La última vez que lo vi, tras comer a su lado en una sidrería de Gascona, me dijo que se iba para casa a echar un pigazu al rincón que él llamaba su capilla "siestina". Se notaba que le prestaban esos encuentros, aunque los tuvo que ir limitando con el paso del tiempo. Como su memoria almacenaba infinitas anécdotas, era un verdadero placer escucharlas de su boca. Recuerdo una que me contó al encontrármelo en plena calle Cimadevilla, muy cerca de donde tuvo su lugar de trabajo durante años. Se refería a un peculiar paisano suyo de Villaviciosa que, para explicarle al párroco lo que era la Santísima Trinidad, tuvo la ocurrencia de hacerlo así: "Dios padre, arriba. Dios hijo, abajo. Y el Espíritu Santo, un subir y bajar permanentemente".

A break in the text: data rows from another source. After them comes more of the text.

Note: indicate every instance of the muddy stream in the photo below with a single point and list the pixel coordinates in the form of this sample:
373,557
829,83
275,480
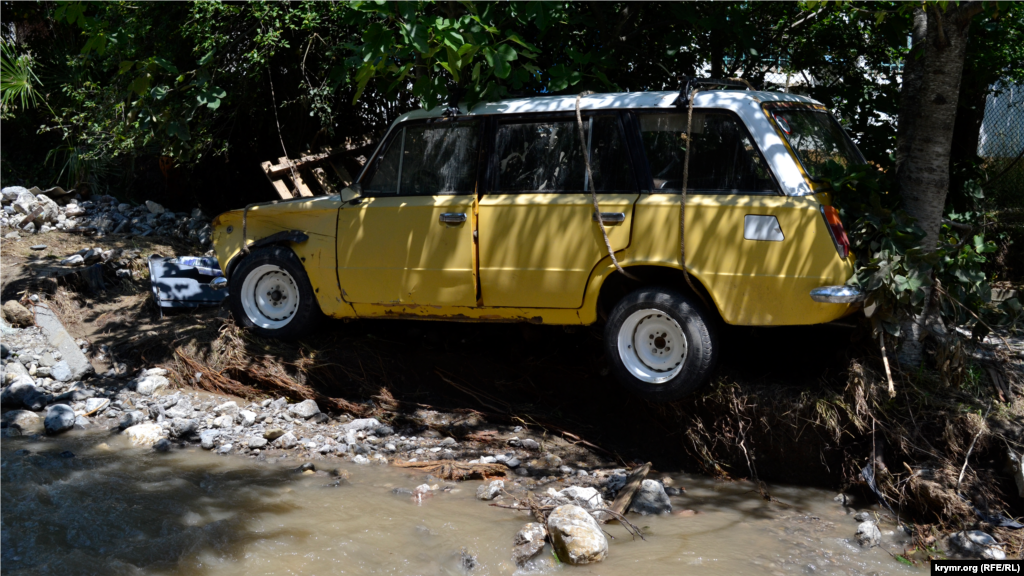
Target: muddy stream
87,503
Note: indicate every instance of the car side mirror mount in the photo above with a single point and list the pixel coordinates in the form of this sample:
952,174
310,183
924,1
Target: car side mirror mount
352,194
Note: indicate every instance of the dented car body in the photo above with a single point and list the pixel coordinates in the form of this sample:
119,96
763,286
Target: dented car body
487,215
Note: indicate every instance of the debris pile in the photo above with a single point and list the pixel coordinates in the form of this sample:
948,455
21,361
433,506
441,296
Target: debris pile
33,210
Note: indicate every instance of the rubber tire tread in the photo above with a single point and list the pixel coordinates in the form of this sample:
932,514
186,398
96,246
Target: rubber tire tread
700,334
307,317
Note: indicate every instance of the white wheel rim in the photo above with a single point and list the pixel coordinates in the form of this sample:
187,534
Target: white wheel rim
652,345
269,296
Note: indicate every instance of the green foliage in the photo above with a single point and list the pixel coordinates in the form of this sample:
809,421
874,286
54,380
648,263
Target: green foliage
899,276
17,81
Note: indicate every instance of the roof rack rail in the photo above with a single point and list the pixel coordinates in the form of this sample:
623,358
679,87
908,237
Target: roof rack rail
690,84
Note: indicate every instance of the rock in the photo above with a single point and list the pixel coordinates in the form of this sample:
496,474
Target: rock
58,338
144,435
528,542
868,534
148,384
131,418
305,409
577,537
286,441
23,394
489,491
73,260
14,369
24,420
182,427
94,404
588,498
60,372
977,543
361,424
26,202
247,417
17,315
651,499
208,438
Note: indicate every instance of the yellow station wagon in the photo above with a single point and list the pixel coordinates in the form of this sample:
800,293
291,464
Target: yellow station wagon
485,215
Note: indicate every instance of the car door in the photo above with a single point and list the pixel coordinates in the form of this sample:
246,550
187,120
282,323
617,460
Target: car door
410,241
539,241
756,251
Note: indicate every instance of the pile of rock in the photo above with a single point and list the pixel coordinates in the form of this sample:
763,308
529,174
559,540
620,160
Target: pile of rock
35,210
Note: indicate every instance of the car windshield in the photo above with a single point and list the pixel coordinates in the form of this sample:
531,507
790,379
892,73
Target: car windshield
817,138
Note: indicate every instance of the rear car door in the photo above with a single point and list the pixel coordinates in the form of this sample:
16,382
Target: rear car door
539,241
411,239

Era un formidable retratista del alma humana, como se refleja en su obra. Dibujó al óleo a los grandes asturianos de su época e incluso a otros eternos, en unos libros biográficos indispensables. Y conocía a Oviedo y a los ovetenses al dedillo, como demostró con aquel extraordinario volumen de finales de los setenta.

El arte le apasionaba. Un día mi padre le enseñó su obra pictórica, que Evaristo me calificó años después de estimable, aunque no sé si por compromiso. Controlaba de pintura y de pintores lo que no está escrito, y sabía distinguir al virtuoso del caradura.

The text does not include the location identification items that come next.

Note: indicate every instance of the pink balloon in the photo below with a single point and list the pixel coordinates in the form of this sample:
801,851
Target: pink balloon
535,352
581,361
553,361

Era capaz, sin ser de un lugar determinado, de entregarse a su causa solo por amistad. En Cudillero, por ejemplo, ideó los prestigiosos cuadernos literarios de la mar porque era gran amigo de Juan Luis Álvarez del Busto. Y formó parte del jurado de la Amuravela de Oro, que él mismo recibiría por su trayectoria. Solía quedarse tras los fallos a redactar la nota para los medios sobre los premiados, con su habitual pulcritud.

Nos guasapeábamos con alguna frecuencia. Sus mensajes eran cortos y con mordiente. Su inteligente sentido del humor se dejaba ver en ellos, como sucedía con su conversación. Evaristo sabía escuchar y encontrar el momento propicio para intervenir, características genuinas del buen tertuliano. No hablaba por hablar, sino para aportar cosas interesantes o amenas, sin pedanterías ni erudiciones impostadas.

Arce sigue en su capilla siestina. En esa habitación de al lado de la que hablaba san Agustín. Y los que le conocimos y le quisimos nunca olvidaremos quien fue y lo mucho que hizo. Descansa en paz, amigo.